Viele Leute tun sich schwer mit diesen Übersetzerinnen oder Übersetzern. Sie wollen nicht, dass fremde Leute dazukommen müssen und nehmen dann nach meiner Erfahrung ihre eigenen Kinder für Übersetzungen mit. Das überfordert die Kinder. Das sollte nicht sein. Wir müssen darum besorgt sein, dass es eine gute und korrekte Übersetzung gibt, damit keine jungen Kinder dazugezogen werden müssen. Weiter ist eine gute Kommunikation ganz wichtig für alle Beteiligten, einerseits für die Betroffenen, anderseits aber auch für die Beamten und die Leute, die auf diesen Ämtern arbeiten.

Session des Kantonsrates vom 27. bis 29. November 2023, Wintersession
29.11.2023Wortmeldung

Abderhalden-Nesslau (im Namen der FDP-Fraktion): Auf die Motion ist nicht einzutreten.

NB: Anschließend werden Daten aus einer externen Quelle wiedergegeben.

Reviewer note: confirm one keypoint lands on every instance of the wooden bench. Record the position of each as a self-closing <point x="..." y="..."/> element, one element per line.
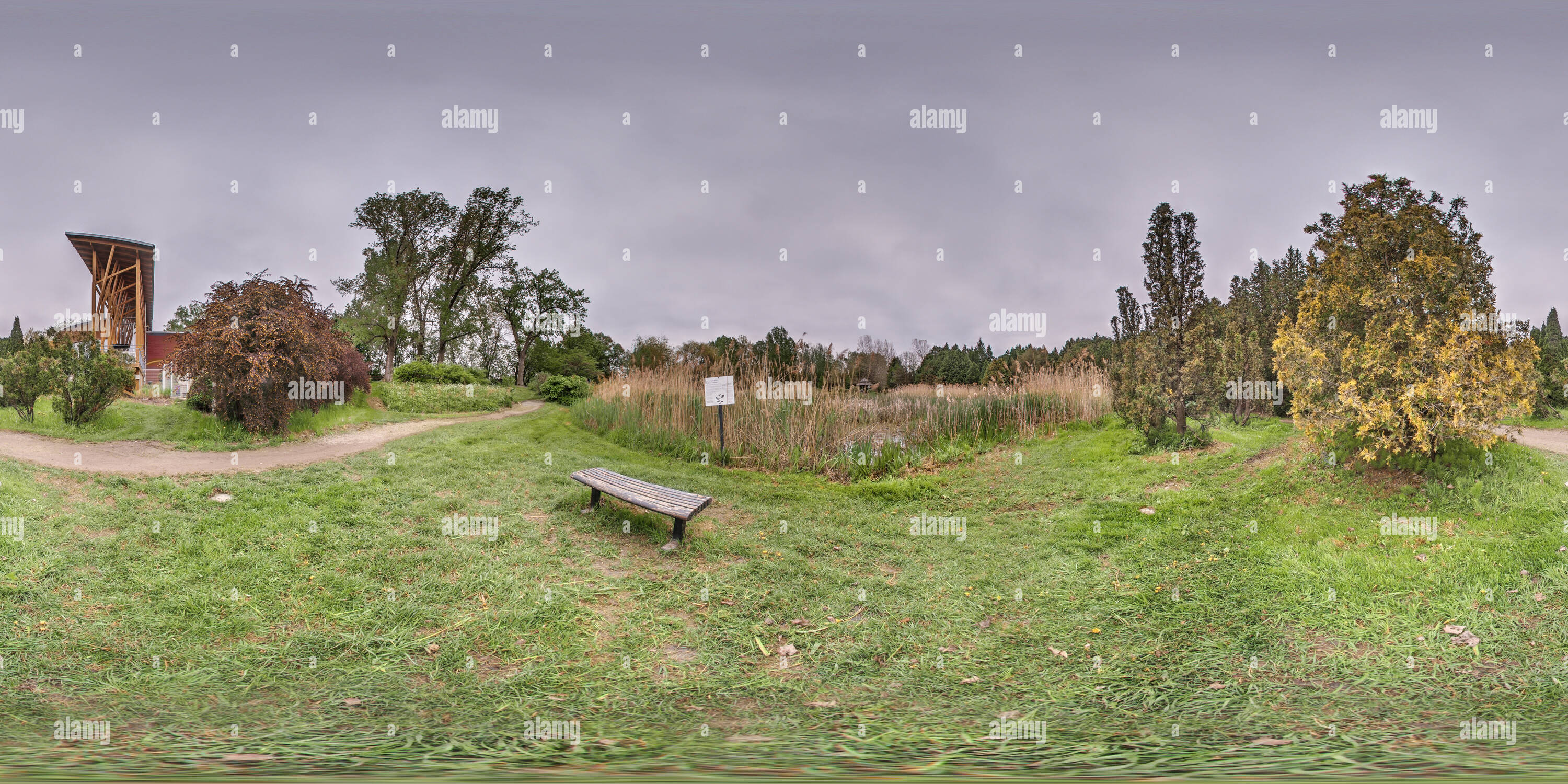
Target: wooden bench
<point x="654" y="498"/>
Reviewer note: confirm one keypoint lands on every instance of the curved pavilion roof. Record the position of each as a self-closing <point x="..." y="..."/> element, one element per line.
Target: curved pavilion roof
<point x="118" y="256"/>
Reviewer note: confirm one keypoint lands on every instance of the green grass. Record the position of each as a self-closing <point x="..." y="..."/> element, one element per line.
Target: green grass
<point x="182" y="427"/>
<point x="579" y="617"/>
<point x="446" y="399"/>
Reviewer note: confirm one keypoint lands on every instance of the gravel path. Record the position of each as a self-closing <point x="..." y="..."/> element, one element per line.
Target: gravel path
<point x="1548" y="440"/>
<point x="149" y="458"/>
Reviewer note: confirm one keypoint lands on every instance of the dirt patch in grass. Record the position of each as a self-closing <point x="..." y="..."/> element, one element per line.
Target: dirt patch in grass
<point x="1391" y="482"/>
<point x="1264" y="458"/>
<point x="1321" y="645"/>
<point x="488" y="667"/>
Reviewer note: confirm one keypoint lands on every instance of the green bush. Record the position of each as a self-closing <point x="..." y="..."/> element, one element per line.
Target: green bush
<point x="29" y="374"/>
<point x="1166" y="438"/>
<point x="441" y="399"/>
<point x="421" y="372"/>
<point x="200" y="402"/>
<point x="565" y="389"/>
<point x="90" y="380"/>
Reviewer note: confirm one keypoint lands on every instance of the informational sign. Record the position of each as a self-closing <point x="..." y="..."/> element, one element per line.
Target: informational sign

Wie in der Antwort der Regierung erwähnt würde der Verzicht auf die Gewährung von Übersetzungskosten die verfassungsmässigen allgemeinen Verfahrensgarantien, besonders den Anspruch auf rechtliches Gehör sowie das Gleichbehandlungsgebot, verletzen. Ganz besonders der Anspruch auf rechtliches Gehör umfasst eine doppelte Funktion: Zum einen die Sachaufklärung und zum anderen das persönlichkeitsbezogene Mitwirkungsrecht. Ausserdem ist für unsere Fraktion wichtig, dass auch Schweizerinnen und Schweizer aus einem anderen Sprachgebiet der Schweiz nicht benachteiligt werden.

Session des Kantonsrates vom 27. bis 29. November 2023, Wintersession
29.11.2023Wortmeldung

Dürr-Gams, Ratsvizepräsidentin: Die Regierung beantragt Nichteintreten.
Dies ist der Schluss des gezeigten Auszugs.